65 Buick use screws to hold the vacuum booster together, could replace the diaphragm for a couple of bucks, but because it was this way never had problems with it, even after 330K miles. But goodbye to screws, crimped now and throwaway, just one tiny crack in that diaphragm can be the problem, but still can be leak tested. Have to buy a new one if it is.


----------



## tonynaia (Apr 25, 2017)

NickD said:


> That vacuum switch on switches on when the intake manifold drops below about 6"/Hg and only works when the engine is running. Not only switches on the vacuum pump, but switches the power brake booster vacuum from the intake manifold to the vacuum pump.
> 
> Vacuum switch can be bench tested with a 12V power supply and a hand operated vacuum pump. When deenergized the line to the intake manifold should be completely opened, and the line to the pump, completely blocked. Just the opposite when energized.
> 
> ...


Interesting. I wonder if that changed from the 2012 to the 2013, when the switch went from 2 wire to 3. Because the 2012 Cruze will definitely turn the vacuum pump on with the engine off. At least, according to the YouTube videos I've seen about this. Don't have another Cruze to test my theory on. 

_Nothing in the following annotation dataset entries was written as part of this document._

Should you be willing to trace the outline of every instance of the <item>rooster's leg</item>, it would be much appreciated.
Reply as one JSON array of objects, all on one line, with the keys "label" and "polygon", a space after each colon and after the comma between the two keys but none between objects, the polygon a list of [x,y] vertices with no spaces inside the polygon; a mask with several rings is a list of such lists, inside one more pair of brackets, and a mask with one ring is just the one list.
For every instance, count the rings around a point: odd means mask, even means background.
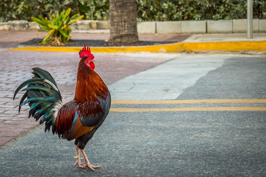
[{"label": "rooster's leg", "polygon": [[75,165],[74,165],[74,167],[76,165],[78,165],[80,168],[86,168],[86,167],[87,166],[86,165],[81,165],[81,162],[80,161],[80,148],[76,145],[75,145],[75,147],[76,148],[76,153],[77,154],[77,156],[74,157],[73,157],[74,158],[77,159],[77,161],[76,161]]},{"label": "rooster's leg", "polygon": [[86,155],[85,154],[84,150],[83,149],[80,149],[80,152],[81,152],[81,154],[82,155],[82,156],[83,156],[83,158],[84,158],[84,163],[82,163],[81,164],[81,165],[86,165],[86,166],[88,167],[93,171],[95,170],[93,168],[99,168],[101,166],[100,165],[95,166],[90,164],[90,162],[89,162],[89,160],[88,160],[88,158],[87,158],[87,156],[86,156]]}]

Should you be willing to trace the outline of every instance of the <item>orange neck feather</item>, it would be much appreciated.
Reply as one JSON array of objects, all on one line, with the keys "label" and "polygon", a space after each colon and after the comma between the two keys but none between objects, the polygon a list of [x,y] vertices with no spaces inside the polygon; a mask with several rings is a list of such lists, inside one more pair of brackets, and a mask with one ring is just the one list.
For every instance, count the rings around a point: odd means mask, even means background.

Also, 65 Buick? Nice. We have a 62 Buick Invicta and 63 Buick Riviera.


----------



## jblackburn (Apr 14, 2012)

tonynaia said:


> Interesting. I wonder if that changed from the 2012 to the 2013, when the switch went from 2 wire to 3. Because the 2012 Cruze will definitely turn the vacuum pump on with the engine off. At least, according to the YouTube videos I've seen about this. Don't have another Cruze to test my theory on.
> 
> Also, 65 Buick? Nice. We have a 62 Buick Invicta and 63 Buick Riviera.


Yeah, my 12 did. Hmm.


----------



## NickD (Dec 10, 2011)

Way off topic, could toss in my 33 Buick, brakes were all mechanical, or my 41 Buick, was a dream car with Saginaw ball bearing steering, almost as good as power, hydraulic brakes, only one piston the the master cylinder. But the drum brakes used a mechanical forward action to help them grip so really not that much foot pressure was required. But you really had to hit that brake pedal hard when backing up.

Picked up that 33 for 50 bucks, steep for a ten buck car, but only had 16K miles on it. Didn't keep it very long, lacked two creature features like a radio and a heater. 

41 was a dream car, easily would do 110 mph, don't ask me how I know this, forgot, with both a radio and a heater, was in the really high 100 buck class. Forgive me about thinking about the good old days. Repairs were also simple.


----------



## Krookethalo1 (Sep 30, 2021)

tonynaia said:


> I have had some success tonight! The pump will run under certain conditions.
> 
> I bench tested the old pump again and confirmed it is dead. I then tried pumping the brakes with the engine off but the key on, and I couldn't get voltage through the relay*.
> 
> ...


----------



## tonynaia (Apr 25, 2017)

This is how I left the vacuum pump. The new pump worked with the engine running. I sold the car 15 months ago, so I probably won't be of much help at this point.


----------